- Founded: 1944
- Ideology: Communism
- Political position: Left-wing

= Nicaraguan Socialist Party =

PSN election poster

The Nicaraguan Socialist Party (Partido Socialista Nicaragüense) is a political party in Nicaragua. Founded in July 1944 by Dr. Mario Flores Ortiz. PSN operated as the official communist party in the country. At the time of its foundation, PSN supported the regime of Anastasio Somoza García. PSN considered that Somoza (nominally a liberal) was an anti-fascist ally.

== History ==
In the mid-1960s the U.S. State Department estimated the party membership to be approximately 250. After the surge of the FSLN (which had its origins in PSN), PSN was gradually side-lined.

In 1967 a group of radicals who opted for armed struggle were expelled. They formed the Socialist Workers Party.

In 1974 PSN joined UDEL.

From 1976 onwards there was a PSN breakaway group, called the Nicaraguan Socialist Party (de los Sánchez).

Towards the end of the Somoza regime, the PSN established the Organización Militar del Pueblo (Military Organization of the People).
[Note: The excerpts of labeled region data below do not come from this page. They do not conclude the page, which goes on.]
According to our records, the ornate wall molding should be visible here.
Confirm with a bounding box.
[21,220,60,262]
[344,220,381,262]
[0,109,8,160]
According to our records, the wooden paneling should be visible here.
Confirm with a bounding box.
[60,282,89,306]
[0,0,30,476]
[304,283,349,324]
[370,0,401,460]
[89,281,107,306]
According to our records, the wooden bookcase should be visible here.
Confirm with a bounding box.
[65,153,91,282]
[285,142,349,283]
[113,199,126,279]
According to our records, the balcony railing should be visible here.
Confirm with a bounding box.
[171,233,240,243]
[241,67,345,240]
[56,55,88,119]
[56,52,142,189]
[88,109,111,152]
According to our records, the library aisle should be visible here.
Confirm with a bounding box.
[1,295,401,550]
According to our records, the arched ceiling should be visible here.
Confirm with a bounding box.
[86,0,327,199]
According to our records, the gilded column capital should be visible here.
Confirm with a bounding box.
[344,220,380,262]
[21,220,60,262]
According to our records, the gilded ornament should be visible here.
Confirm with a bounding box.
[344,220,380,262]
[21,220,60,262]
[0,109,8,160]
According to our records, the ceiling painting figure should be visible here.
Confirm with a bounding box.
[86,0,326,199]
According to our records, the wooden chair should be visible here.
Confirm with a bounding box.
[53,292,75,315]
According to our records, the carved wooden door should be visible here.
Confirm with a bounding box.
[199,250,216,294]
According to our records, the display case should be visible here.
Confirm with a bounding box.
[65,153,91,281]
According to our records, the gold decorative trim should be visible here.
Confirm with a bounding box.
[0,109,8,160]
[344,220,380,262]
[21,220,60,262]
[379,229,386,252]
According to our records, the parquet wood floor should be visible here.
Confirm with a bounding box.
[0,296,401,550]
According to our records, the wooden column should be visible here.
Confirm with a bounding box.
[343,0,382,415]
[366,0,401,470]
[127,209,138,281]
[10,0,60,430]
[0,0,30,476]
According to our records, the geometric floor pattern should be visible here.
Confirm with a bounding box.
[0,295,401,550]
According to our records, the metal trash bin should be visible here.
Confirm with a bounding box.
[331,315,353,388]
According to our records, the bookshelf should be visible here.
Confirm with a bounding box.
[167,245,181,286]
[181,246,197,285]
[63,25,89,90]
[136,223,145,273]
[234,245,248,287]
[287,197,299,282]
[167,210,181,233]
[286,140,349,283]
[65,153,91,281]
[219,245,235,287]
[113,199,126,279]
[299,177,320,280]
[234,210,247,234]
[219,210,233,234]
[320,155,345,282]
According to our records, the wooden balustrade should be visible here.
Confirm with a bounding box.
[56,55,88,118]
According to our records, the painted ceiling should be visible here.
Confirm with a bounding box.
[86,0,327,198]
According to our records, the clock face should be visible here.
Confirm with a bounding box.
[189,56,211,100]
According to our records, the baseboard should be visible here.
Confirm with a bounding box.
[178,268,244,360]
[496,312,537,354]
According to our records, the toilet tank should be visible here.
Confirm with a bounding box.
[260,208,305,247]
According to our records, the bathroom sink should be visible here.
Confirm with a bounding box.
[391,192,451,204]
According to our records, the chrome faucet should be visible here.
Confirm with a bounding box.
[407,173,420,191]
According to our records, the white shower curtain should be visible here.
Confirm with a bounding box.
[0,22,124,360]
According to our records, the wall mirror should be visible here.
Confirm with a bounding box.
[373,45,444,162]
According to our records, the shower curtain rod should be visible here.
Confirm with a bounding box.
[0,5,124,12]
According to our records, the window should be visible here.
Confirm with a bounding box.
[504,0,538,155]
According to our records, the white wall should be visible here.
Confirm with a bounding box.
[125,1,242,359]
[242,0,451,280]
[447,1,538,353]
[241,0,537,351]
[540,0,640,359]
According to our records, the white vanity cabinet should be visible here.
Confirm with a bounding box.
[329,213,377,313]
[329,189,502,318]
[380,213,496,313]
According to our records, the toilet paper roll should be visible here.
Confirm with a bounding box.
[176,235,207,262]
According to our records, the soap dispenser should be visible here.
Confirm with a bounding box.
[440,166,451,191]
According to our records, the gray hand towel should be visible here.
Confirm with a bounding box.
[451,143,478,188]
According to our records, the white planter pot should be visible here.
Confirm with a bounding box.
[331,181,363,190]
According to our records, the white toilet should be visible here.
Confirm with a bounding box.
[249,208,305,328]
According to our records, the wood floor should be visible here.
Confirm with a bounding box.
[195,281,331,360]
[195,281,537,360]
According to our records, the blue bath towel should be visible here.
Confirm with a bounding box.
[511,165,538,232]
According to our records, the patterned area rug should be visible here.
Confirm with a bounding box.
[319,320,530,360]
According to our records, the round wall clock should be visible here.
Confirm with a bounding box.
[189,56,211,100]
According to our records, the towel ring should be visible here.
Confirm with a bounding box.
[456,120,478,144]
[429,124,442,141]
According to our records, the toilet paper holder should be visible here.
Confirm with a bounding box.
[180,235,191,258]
The OMP conducted a few attacks against the regime.

In 1990 PSN joined hands with right-wing forces in the National Opposition Union to topple the Sandinista government. PSN still exists, but is no longer a communist party per se.

PSN publishes El Popular.

For the 2006 Nicaraguan general election, it joined with the Sandinista Renovation Movement.